Use the pinking shears to trim away the orange fabric about 3/8？ from the white edges.
Spray the backs of the orange plaid pieces.
Place the banner pieces on the right side of the black and white print fabric.
Use the pinking shears to trim away the black and white fabric about 3/8？ from the orange edges.
Select a featherstitch (or other decorative stitch) from your machine’s decorative stitch menu.
Using black embroidery thread， sew a featherstitch about 1/4？ inside the pinked edge of the white fabric. This will fasten all the layers together.
Step 4) “；String”； the letters.
Create a “ribbon” for your letters by cutting three 1？ x 45？ pieces of two different black and white contrasting prints. (Don’t worry if your fabric isn’t quite 45？ wide； it’s okay if the “ribbon” is a little shorter.)
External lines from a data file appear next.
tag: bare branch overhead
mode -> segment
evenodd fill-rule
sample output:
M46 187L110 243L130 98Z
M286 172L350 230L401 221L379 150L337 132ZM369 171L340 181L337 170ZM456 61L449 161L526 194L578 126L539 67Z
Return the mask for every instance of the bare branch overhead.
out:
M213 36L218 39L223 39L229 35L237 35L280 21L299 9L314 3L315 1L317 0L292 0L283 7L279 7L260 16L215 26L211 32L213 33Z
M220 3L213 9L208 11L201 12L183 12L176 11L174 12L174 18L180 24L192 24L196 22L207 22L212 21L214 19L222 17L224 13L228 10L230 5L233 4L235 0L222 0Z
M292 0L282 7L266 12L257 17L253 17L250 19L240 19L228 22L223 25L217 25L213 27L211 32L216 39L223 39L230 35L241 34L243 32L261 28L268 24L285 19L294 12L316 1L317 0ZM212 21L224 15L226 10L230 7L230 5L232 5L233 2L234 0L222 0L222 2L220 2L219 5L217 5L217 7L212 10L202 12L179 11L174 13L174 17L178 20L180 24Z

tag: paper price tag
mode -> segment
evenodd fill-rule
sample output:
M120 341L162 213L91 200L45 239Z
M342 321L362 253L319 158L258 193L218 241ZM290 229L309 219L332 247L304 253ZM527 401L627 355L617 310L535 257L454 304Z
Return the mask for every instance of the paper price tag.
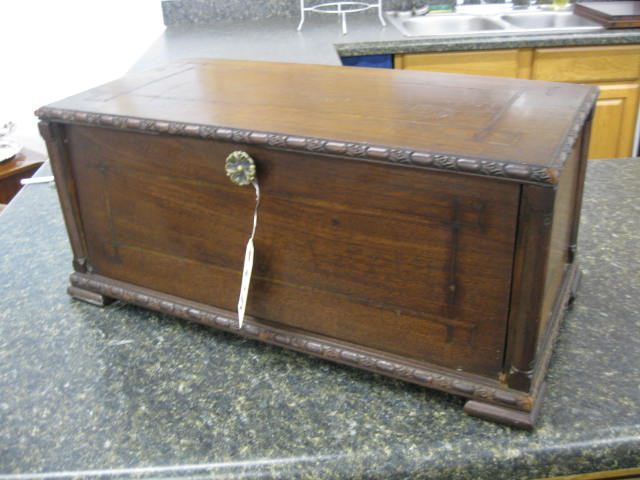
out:
M242 328L244 312L247 308L247 298L249 296L249 283L251 282L251 271L253 270L253 238L247 242L247 249L244 254L244 268L242 269L242 283L240 284L240 297L238 298L238 324Z
M258 180L251 182L256 190L256 208L253 211L253 228L251 236L247 242L247 248L244 252L244 267L242 268L242 283L240 284L240 296L238 297L238 327L242 328L244 322L244 312L247 309L247 298L249 297L249 285L251 283L251 272L253 271L253 237L256 235L256 227L258 226L258 208L260 207L260 186Z

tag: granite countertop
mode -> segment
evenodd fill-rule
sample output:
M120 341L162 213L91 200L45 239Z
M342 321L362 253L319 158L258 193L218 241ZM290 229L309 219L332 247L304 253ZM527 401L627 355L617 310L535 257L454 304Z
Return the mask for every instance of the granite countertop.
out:
M639 192L640 159L590 162L580 296L527 433L465 415L459 398L74 301L55 189L28 186L0 215L0 478L511 480L638 467Z
M372 13L348 17L342 35L333 15L309 14L301 32L297 18L268 18L215 25L170 26L135 69L168 61L208 57L339 65L340 56L484 50L569 45L640 44L640 29L572 34L482 35L476 37L409 38L393 25L385 28Z

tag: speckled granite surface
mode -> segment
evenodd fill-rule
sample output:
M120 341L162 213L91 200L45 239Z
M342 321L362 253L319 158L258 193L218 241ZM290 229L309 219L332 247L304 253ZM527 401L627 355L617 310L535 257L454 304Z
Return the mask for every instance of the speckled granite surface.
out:
M305 0L306 6L326 0ZM375 3L375 0L364 0ZM540 5L552 0L537 0ZM581 0L591 1L591 0ZM530 0L511 0L513 5L530 5ZM220 21L258 20L270 17L299 17L300 0L161 0L165 25L206 24ZM504 3L504 0L464 0L465 5ZM423 5L455 5L455 0L383 0L384 10L411 10Z
M482 35L477 37L404 37L392 25L383 28L375 13L348 18L342 35L332 15L310 14L302 32L298 18L273 17L212 25L168 27L135 69L194 58L233 58L339 65L340 56L486 50L576 45L640 44L640 29L546 35Z
M492 50L584 45L627 45L640 43L640 30L610 30L556 35L485 35L475 38L413 38L390 41L365 41L337 44L341 56L385 53L450 52L456 50Z
M165 25L291 17L300 8L298 0L163 0L161 5Z
M375 3L374 0L366 0ZM479 2L480 0L475 0ZM489 3L501 0L489 0ZM305 0L306 6L324 3ZM385 10L410 10L414 4L454 4L454 0L384 0ZM473 3L467 0L466 3ZM270 17L300 17L300 0L162 0L165 25L206 24L220 21L259 20Z
M590 163L580 297L526 433L466 416L458 398L71 300L55 190L27 187L0 215L0 477L499 480L640 466L639 193L640 160Z

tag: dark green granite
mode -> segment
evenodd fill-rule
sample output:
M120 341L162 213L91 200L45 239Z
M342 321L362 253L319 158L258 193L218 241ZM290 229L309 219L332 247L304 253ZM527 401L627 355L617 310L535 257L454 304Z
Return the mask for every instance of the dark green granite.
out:
M485 35L475 38L412 38L382 42L351 42L336 45L343 57L384 53L424 53L501 48L568 47L584 45L628 45L640 43L640 30L546 35Z
M380 26L372 13L349 17L342 35L330 15L309 16L302 32L297 18L267 18L215 25L168 27L135 69L195 57L339 65L340 56L487 50L520 47L640 44L640 29L547 35L409 38L393 25Z
M526 433L466 416L459 398L71 300L55 190L29 186L0 215L0 478L499 480L640 466L639 194L640 160L590 163L580 297Z

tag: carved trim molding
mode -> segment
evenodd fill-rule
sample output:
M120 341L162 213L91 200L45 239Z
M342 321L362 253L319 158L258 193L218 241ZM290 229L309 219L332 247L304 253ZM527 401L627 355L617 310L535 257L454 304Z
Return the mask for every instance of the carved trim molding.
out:
M561 167L571 155L573 147L580 137L580 134L582 133L582 127L584 126L587 117L593 110L593 106L595 105L599 94L600 91L598 90L598 87L593 87L593 91L585 98L584 102L580 106L580 109L578 110L578 113L576 113L576 116L573 119L573 123L571 125L571 128L569 129L569 132L567 133L567 137L562 149L560 149L560 152L551 163L552 166Z
M377 162L412 165L431 170L454 171L486 177L497 177L503 180L517 182L555 185L558 182L559 176L559 171L556 167L458 157L433 152L369 145L367 143L289 136L195 123L148 120L135 117L78 112L52 107L42 107L38 109L35 114L41 119L64 123L95 125L145 133L197 137L287 150L303 150L312 153L362 158ZM581 127L582 124L577 123L575 128L572 129L572 132L574 130L579 132ZM575 138L570 140L575 143ZM573 144L565 146L563 152L570 152L572 146ZM564 162L564 160L562 160L562 162Z
M230 315L217 313L212 307L182 302L174 297L168 297L161 293L155 293L97 275L73 273L70 281L72 287L76 289L98 293L105 297L122 300L143 308L202 323L220 330L297 350L337 363L400 378L411 383L454 395L474 398L486 403L522 411L529 411L532 408L531 396L524 392L493 388L480 382L475 382L468 377L465 378L463 375L457 376L427 367L416 367L410 362L390 359L383 354L378 355L357 348L348 348L311 335L258 324L251 318L245 319L243 328L239 329L236 319Z

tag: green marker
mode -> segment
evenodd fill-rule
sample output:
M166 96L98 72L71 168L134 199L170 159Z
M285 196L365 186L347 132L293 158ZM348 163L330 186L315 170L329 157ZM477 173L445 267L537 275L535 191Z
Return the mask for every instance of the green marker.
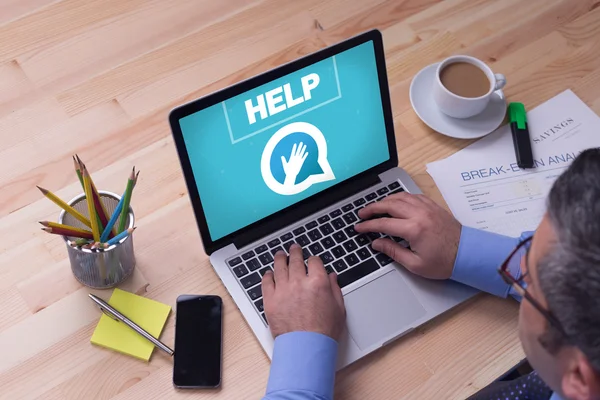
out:
M527 127L527 113L523 103L510 103L508 105L508 118L512 131L517 165L519 168L533 168L533 152Z

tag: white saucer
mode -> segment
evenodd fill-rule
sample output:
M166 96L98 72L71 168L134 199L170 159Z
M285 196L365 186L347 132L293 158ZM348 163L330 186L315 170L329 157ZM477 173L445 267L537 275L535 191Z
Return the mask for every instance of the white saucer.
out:
M410 103L427 126L446 136L458 139L476 139L496 130L504 121L506 102L498 90L485 110L471 118L452 118L442 113L433 100L433 82L439 63L423 68L410 84Z

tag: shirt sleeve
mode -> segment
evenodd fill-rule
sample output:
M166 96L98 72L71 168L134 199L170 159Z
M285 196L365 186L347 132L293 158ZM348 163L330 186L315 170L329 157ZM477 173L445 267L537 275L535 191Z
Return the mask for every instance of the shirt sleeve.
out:
M263 400L333 399L337 350L337 342L320 333L278 336Z
M521 296L504 282L498 268L519 242L532 234L525 232L520 238L513 238L463 226L450 278L495 296L511 295L521 301ZM525 249L520 250L508 266L517 279L521 276L519 260L524 254Z

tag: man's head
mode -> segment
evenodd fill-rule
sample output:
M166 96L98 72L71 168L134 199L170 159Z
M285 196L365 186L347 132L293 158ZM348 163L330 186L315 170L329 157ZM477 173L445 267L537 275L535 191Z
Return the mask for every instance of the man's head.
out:
M522 266L528 293L561 325L522 301L529 362L565 397L600 398L600 149L581 153L556 180Z

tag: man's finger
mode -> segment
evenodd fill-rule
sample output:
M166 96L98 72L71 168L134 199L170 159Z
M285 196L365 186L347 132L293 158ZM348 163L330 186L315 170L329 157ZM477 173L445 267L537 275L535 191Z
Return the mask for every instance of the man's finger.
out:
M263 276L261 285L263 297L268 301L273 293L275 293L275 279L271 270L267 271L267 273Z
M289 279L287 256L283 250L275 254L275 284L285 283Z
M329 285L331 286L331 291L333 292L335 302L340 308L344 309L344 296L342 296L342 289L340 289L340 285L338 284L337 275L335 272L329 274Z
M304 269L304 257L302 257L302 248L294 243L290 246L290 261L288 264L290 279L306 278L306 269Z
M356 232L378 232L390 236L400 236L410 238L412 223L406 219L399 218L378 218L361 222L354 226Z
M409 218L414 215L414 206L402 201L385 199L369 204L358 212L361 219L369 219L376 215L391 215L395 218Z
M412 251L400 246L391 239L376 239L373 241L372 246L373 249L387 254L396 262L402 264L409 271L413 271L418 268L418 264L420 262L419 257Z
M315 278L324 278L327 275L323 261L319 257L310 257L308 259L308 276Z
Stitch the three pieces of one print together， end to end.
Repeat for the three pieces of the other print.
Press the seam allowances open.
Attach a walking foot to your sewing machine and select a straight stitch.
With wrong sides together， sew the two strips together， 1/4？ from the edges. The walking foot helps keep the layers from shifting as you sew.
Lap the top of a banner piece over the “ribbon，” then place a button at each upper corner and stitch through all layers.
Method 1： Stitch the buttons in place by hand， using a hand sewing needle and orange embroidery floss.
Method 2： Attach a button sew-on foot to your machine and stitch the buttons in place with your machine.
Visit Miriam Rawson at her blog， Miriam Crafts With You， at www.miriamgourleyrawson.blogspot.com， and at her Fabric Folks website， www.fabricfolks.com.
For many parents, that question is quickly followed by yet another question:“What will she wear – that she can actually wear again?”Whether it has to do with budget, their child’s preference for more casual clothing, or simply a desire to avoid the wastefulness of wear-it-once fashions, dressing kids for special occasions can be a challenge.
My sister in law is the photographer for her daughters Field Hockey team. She came with a great idea to make a banner with “Class of 2012″ to use for photos of the seniors this year.